Haha sorry for the non mining terminology. "Thump can" is an old moonshiners term for basically a booze scrubber. After the ethanol gas was produced from the still it was piped into a barrel filled with water and exhausted out another pipe directed to the condenser or "worm". The distillate would be "scrubbed". Realistically the thump can allowed the distillate to cool slightly allowing for much better condensation and partial removal of methanol.
I'm not sure in refining lingo what it would be called. My idea was to " bubble" my discharged gasses I to a tub or bucket of water hopefully keeping the air clean and my neighbors ignorant of my interests. I'm glad there is easier ways to take care of this. I can also do open roasts out camping. 
I could some pretty neat ore yesterday that I need to post a pic of. It might be calcocite! My specimen is heavy chalcopyrite with some masses and grains that are deep purple and black. 
Oh its off topic, but I figured someone might appreciate it.
This pic is gold from a benched placer. 1.28 grams sluiced out of three 5 gallon buckets! Richest ground I've seen, too bad I got it all!


----------



## Grelko (Dec 30, 2015)

Ah ok, a thump can should be the same as a scrubber or "water trap".

That's nice for three 5 gallon buckets, I'm sure you'll find more soon. I only get "flour gold" from the creek near my area, and it's about 10 particles per bucket. I get more gold from 1 N/S bridge, but it's still fun panning.

Edit - reworded


----------



## Eamonn (Dec 30, 2015)

Cheers for the explanation of terms. I know a bit more now.

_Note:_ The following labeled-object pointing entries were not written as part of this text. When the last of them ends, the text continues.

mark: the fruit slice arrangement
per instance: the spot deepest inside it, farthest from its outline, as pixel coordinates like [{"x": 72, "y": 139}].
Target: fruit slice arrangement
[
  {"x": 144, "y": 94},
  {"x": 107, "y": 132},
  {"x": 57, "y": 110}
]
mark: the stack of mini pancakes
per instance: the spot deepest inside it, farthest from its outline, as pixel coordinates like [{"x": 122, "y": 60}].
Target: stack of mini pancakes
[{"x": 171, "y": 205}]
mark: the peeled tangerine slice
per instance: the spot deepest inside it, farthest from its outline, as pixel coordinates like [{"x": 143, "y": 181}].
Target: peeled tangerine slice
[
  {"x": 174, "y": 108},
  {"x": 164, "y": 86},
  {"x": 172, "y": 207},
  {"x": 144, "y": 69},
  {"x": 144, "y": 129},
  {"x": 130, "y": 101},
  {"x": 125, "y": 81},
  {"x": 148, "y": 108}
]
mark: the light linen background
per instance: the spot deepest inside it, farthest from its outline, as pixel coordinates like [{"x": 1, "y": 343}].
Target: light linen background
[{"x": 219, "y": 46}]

"Super fly poops" good name for a band.


----------



## Harold_V (Dec 31, 2015)

grizzlygremlin said:


> I'm fixing to roast the con's off in a little wood burning foundry that I use to melt my scrap aluminum.


Blink! Blink!

Say what?

Do you understand what the word foundry means? 

Didn't think so. 

Please accept my comments in the spirit in which they are offered. 

A foundry is a factory that produces metal castings.

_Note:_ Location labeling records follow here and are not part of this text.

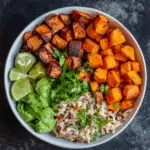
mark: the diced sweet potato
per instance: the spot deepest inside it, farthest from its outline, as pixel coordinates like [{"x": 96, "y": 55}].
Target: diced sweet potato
[
  {"x": 107, "y": 52},
  {"x": 54, "y": 70},
  {"x": 135, "y": 66},
  {"x": 65, "y": 18},
  {"x": 104, "y": 43},
  {"x": 99, "y": 97},
  {"x": 131, "y": 91},
  {"x": 78, "y": 30},
  {"x": 116, "y": 37},
  {"x": 84, "y": 76},
  {"x": 109, "y": 62},
  {"x": 67, "y": 33},
  {"x": 125, "y": 67},
  {"x": 113, "y": 78},
  {"x": 90, "y": 46},
  {"x": 114, "y": 95},
  {"x": 100, "y": 75},
  {"x": 54, "y": 23},
  {"x": 101, "y": 24},
  {"x": 81, "y": 17},
  {"x": 34, "y": 42},
  {"x": 128, "y": 52},
  {"x": 134, "y": 77},
  {"x": 75, "y": 48},
  {"x": 94, "y": 85},
  {"x": 95, "y": 60},
  {"x": 126, "y": 104},
  {"x": 59, "y": 42}
]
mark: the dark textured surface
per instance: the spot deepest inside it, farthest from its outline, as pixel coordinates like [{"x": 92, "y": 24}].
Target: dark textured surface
[{"x": 16, "y": 14}]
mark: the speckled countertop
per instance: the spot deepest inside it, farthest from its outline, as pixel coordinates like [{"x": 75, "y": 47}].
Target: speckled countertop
[{"x": 16, "y": 14}]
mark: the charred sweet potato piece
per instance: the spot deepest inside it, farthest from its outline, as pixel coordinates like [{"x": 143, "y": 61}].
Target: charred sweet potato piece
[
  {"x": 54, "y": 70},
  {"x": 75, "y": 48},
  {"x": 59, "y": 42},
  {"x": 54, "y": 23},
  {"x": 116, "y": 37},
  {"x": 34, "y": 42},
  {"x": 95, "y": 60},
  {"x": 90, "y": 46},
  {"x": 81, "y": 17},
  {"x": 78, "y": 30},
  {"x": 65, "y": 18},
  {"x": 67, "y": 33}
]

I expect that what you're trying to say is that you'll use a little wood burning ****furnace****, which is not to be confused with a foundry. In a foundry one will find a furnace, or more, but where one finds a furnace there may not be a foundry. 

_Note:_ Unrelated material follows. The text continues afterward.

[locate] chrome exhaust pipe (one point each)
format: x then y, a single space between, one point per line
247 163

I make mention because I abhor the misuse of words, especially on this board, where one mistake can lead to disaster for others. Here, we try to be precise, so others don't pick up bad habits. 

Harold


----------



## beav3r316 (Dec 31, 2015)

grizzlygremlin said:


> ..... utilizing everything I can.
> Long story short, I'm looking for a down n dirty to keep my So2. Obviously sulfuric acid is what I'm after.
> My idea is to use my foundry sort of like a still for distillation. Since So2 is soluable in water could I set up a duct fan over my foundry to pull the fumes into some vent ducting, then ....... ......I've heard of people collecting the stuff, but I haven't come across any info if it can be a simple process.



If you do have your heart set on making sulfuric acid, this may be of use to you.

I read this book about ten years ago, and just picked it back up because of some of the chemicals he made in it that are/can be used in refining.

Personally, a trip to the hardware store seems so much more practical. But, since it seems you are wanting to use what you have, maybe this could help shed some light.







Good luck to you sir


----------



## grizzlygremlin (Jan 11, 2016)

I'm on a few gold forums, and you guys are by far the most knowlegable people out there. Thanks for all the great advice!


----------